Pour autant, avec Nicolas Sarkozy, n’y a-t-il pas changement de nature avec la « rupture » prônée ?

Jean-Pierre Dubois. Le quantitatif finit effectivement par faire changer de nature l’évolution des lois. L’accumulation de lois fait que toute la société a glissé. La droite peut reprendre sans aucun problème des thématiques qui étaient l’apanage auparavant de l’extrême droite. Il y a cinq ans, mêler immigration à identité nationale était impensable pour un homme politique, fut-il de droite.
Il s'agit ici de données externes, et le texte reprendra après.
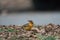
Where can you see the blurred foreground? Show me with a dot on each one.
(39, 32)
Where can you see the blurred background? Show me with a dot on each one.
(29, 5)
(19, 11)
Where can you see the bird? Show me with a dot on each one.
(28, 26)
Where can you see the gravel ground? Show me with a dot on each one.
(14, 32)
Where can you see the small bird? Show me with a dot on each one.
(28, 26)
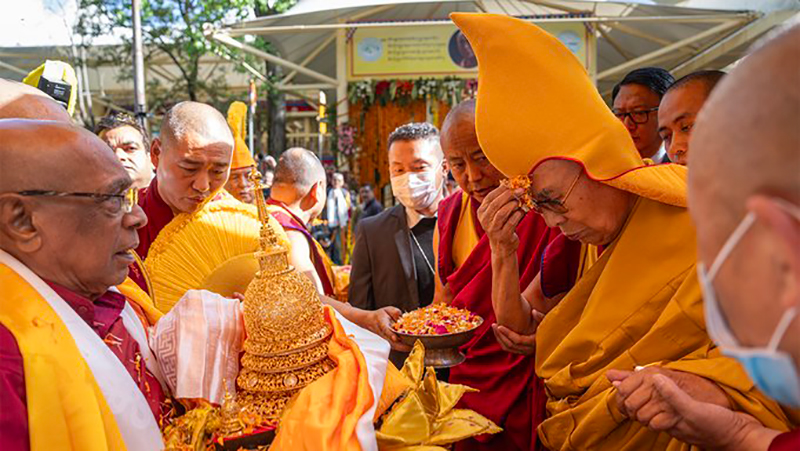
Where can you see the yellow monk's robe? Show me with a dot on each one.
(71, 386)
(640, 302)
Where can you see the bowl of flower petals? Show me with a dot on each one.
(442, 329)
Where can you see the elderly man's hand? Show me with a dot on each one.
(698, 423)
(380, 322)
(499, 215)
(516, 343)
(635, 390)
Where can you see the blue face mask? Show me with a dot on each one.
(772, 370)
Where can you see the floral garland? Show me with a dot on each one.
(450, 90)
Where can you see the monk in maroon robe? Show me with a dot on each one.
(192, 157)
(510, 393)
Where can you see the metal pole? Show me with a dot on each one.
(139, 102)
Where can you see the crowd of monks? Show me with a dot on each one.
(627, 304)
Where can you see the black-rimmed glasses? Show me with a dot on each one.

Le résultat de ce « quantitatif », c’est que la droite glisse vers l’extrême droite, tandis qu’une partie de la gauche glisse à droite aussi dans ce domaine. La stratégie de Nicolas Sarkozy d’aller vers le FN pour le réduire ne fait qu’en augmenter l’influence culturelle. L’emploi du terme de « droit de l’hommisme », forgé au sein du GRECE, laboratoire d’idées de l’extrême droite, c’est le symbole de cela. Nicolas Sarkozy a été un excellent relais du FN depuis cinq ans. Grâce à lui, et à la chaîne gouvernementale qui remonte jusqu’à Jacques Chirac, on peut dire que l’essentiel du programme du FN de 2002 a été mis en oeuvre dans deux domaines : la restriction des libertés et l’obsession de la chasse à l’étranger. Même si M. Le Pen fait à cette élection un score moins bon qu’il y a cinq ans, les idées de M. Le Pen feront un meilleur score qu’il y a cinq ans. C’est ça, le vrai bilan de Nicolas Sarkozy.